AUSTIN, Texas — Talking to your Tesla is about to feel less like reciting rigid commands and more like giving directions to a personal chauffeur. Tesla AI chief Ashok Elluswamy has confirmed that the company is actively working to bridge SpaceXAI's Grok assistant with the physics of Full Self-Driving, a step that would let drivers steer the car's behavior with plain spoken language.

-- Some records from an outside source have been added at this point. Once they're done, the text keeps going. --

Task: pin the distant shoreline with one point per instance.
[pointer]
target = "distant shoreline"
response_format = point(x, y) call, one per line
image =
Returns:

The confirmation came when a Tesla owner asked on X for the ability to simply tell the car which driveway to pull into, the way you would with a human driver. Elluswamy's reply was short and direct: 'Working on it.'
From Chatbot To Co-Pilot
Grok made its automotive debut last summer, letting drivers ask open-ended questions and pull up real-time information. It quickly grew more capable, gaining navigation commands and, this spring, location-based reminders like 'remind me to grab my gym bag when I get home.' Merging that conversational layer with the driving stack is the natural next move — and it builds directly on Tesla's work to let owners teach FSD their neighborhood with contextual voice instructions.
Once live, the feature will let drivers say things like 'take a left at the upcoming stop sign instead of going straight' or 'navigate to Costco and park away from other cars,' and have FSD act on it in real time.
Solving The Last Fifty Feet
The integration promises to fix the clunky final yards of a trip, where even a capable system can hesitate at an exact drop-off point. Letting a rider verbally guide the car to a specific driveway — and having it remember that spot for future trips — turns a rough edge into a genuinely delightful experience.
The upside is even bigger for Tesla's ride-hailing network. Being able to add a stop, switch routes, or describe an exact building by voice would make robotaxi trips feel effortless, extending the momentum from Tesla's expansion of unsupervised robotaxi service across multiple markets.
A Timeline Taking Shape
Elluswamy's 'working on it' lands right after Elon Musk shared a preliminary development window last month, pegging Grok voice controls for FSD at roughly three months out — putting a potential launch in the fall of 2026. Musk first floated controlling FSD with Grok at the start of the year, and the AI team's public confirmation signals the software framework is now being validated rather than merely sketched. Tesla details the assistant's current capabilities on its official Grok support page.
The logical endgame is even broader: giving Grok direct access to cabin functions so owners can open windows, switch on Pet Mode, or dial in the climate with ordinary conversation. For a company that has spent years teaching cars to see and drive, teaching them to truly listen may be the feature that finally makes the cabin feel alive.